Careless garbage dumping defaces Juba

By Amargira James Kadanya

Juba as the Capital City of the country has often been defaced by reckless garbage dumping. It is usual to see heaps of waste dumped at market centresand major streets in Juba.

Talking of Juba as the capital city, what comes to your mind? Personally, I feel this place is great because it’s home and the responsibility to make it better lies in our hands. Although the garbage problem in South Sudan, particularly in Juba is not bad compared to other densely populated cities world-wide, in my view, it is worsening if nothing is done to combat the problem.

Identifying the root causes of the rampant inappropriate garbage disposal within the city is vital to finding durable and effective solutions. I took some time and moved around the prominent city suburbs and observed the nature and composition of the waste dumped on the streets. The last place I visited was the Custom Market owing to its vast importance to city dwellers as a source of basic food commodities and other products at relatively reasonable prices.

The main streets and pathways here are tarmacked but filled with dusty roadsides which meaning that the quality of our roads is still lacking. A large chunk of single use plastic materials are dumped along the streets comprising of water and soft drink bottles, plastic bags locally known as ‘kis’, single use paper materials and small sized plastic detergent bags.

 South Sudan has over time developed into a dumpsite kind of economy and market where the most basic commodities or goods that can be manufactured from within the country are imported from the neighboring countries in large amounts. Such goods include various soft drinks in the form of sodas and juices, washing powders, and other single use plastic packaged goods. There are no definite regulations for the waste management sector andlegal framework that criminalizes the act of dumping waste on the streets. Coupled with high levels of negligence from the locals, waste is always dumped on various sites in large quantity, turning these spots into actual dumpsites without proper intervention from the concerned authorities.

Waste management should be our collective responsibility, because it helps everyone to live in a very conducive environment.
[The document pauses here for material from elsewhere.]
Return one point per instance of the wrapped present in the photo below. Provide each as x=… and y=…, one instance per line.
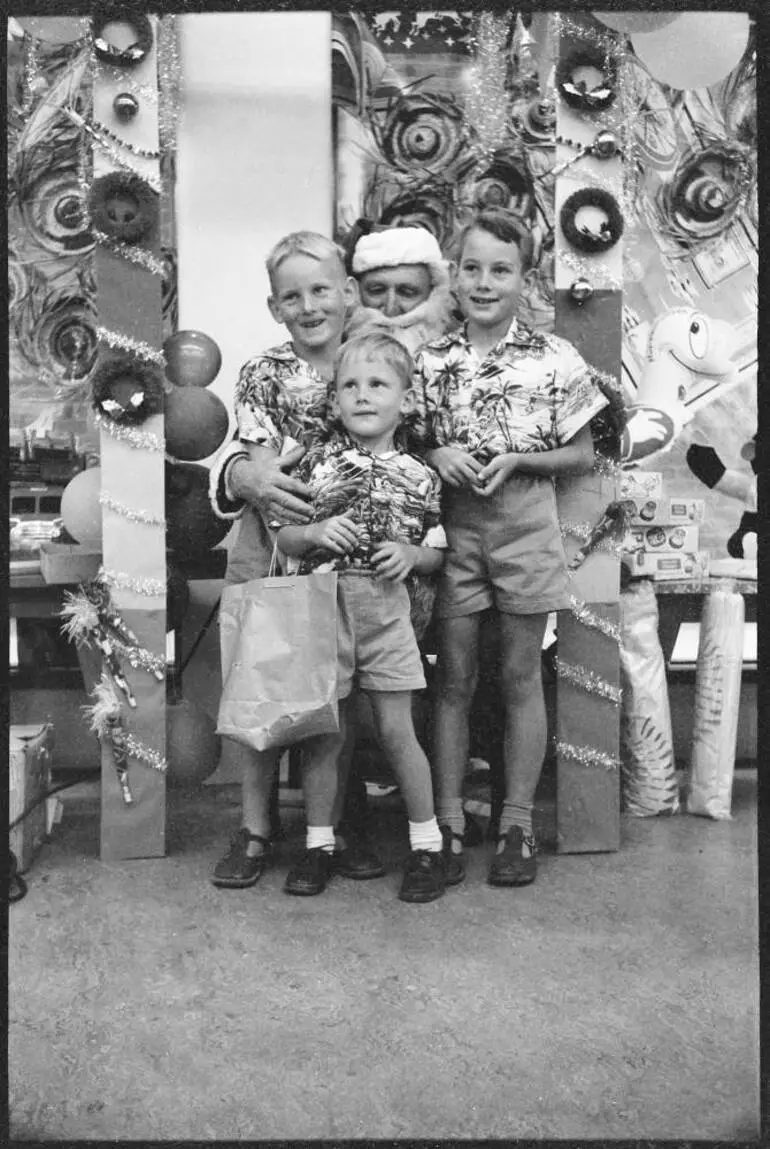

Juba comprises of about 450,000 people which is less than half a million people. The above listed figures are obtained from the worldometerwebsite. With such a small number compared to other larger cities, we can come up with a number of strategies as a city and country to clean up our residential areas, roads and avenues.

First of all, I urge all dwellers of Juba to learn the difference between bio-degradable waste and non-degradable waste. Both are of equal importance when recycling is effectively put into use. Bio-degradable waste comprises of unwanted materials that are capable of rotting in the soil when exposed to heterotrophic micro-organisms. They include unwanted kitchen refuse, and other food materials that have gone bad. On the other hand, the non-degradable waste materials which mostly comprise of plastic and polyethene bags can even stay in the soil for decades without rotting or getting broken down by micro-organisms. Their increased stay in the soil is capable of causing long term soil exhaustion and hence low crop yields at harvest time.

The problem with most African cities is that both categories of waste are always mixed together making their separation and recycling an expensive and tedious activity, Juba is not exceptional. After leaving Custom Market, I moved past one of the bridges leaving Malakia and leading to Kator, the situation on this particular spot was so serious that the lower parts of the bridge were filled with all kinds of plastic bottles, polyethene bags mixed with kitchen refuse, wasted food and water as the place appears to be a stream.On finding out more from locals residing close to the area, most assured me of how rain water always washed away the waste leading it up to the Nile and this reaffirmed to me how negligent we as a nation are when it comes to promoting environmental protection.

Talking of solutions to the garbage and waste situation in Juba, there ought to be sensitization campaigns on a massive scale to educate the populace about the demerits of poor waste management. Secondly, with the official designation of dumpsites across all the residential suburbs in Juba, the rate at which waste is dumped on the roads will reduce drastically. It is important to note that the two categories of waste ought to be collected separately to make recycling of plastic materials easier. The last but not least solution to this growing problem happens to be equal distribution of mobile waste collection trays and cans along busy streets and walkways in the busiest parts of the city. I only hope that the populace understands the gravity of the problem at hand as well work with the concerned parties to remedy the situation.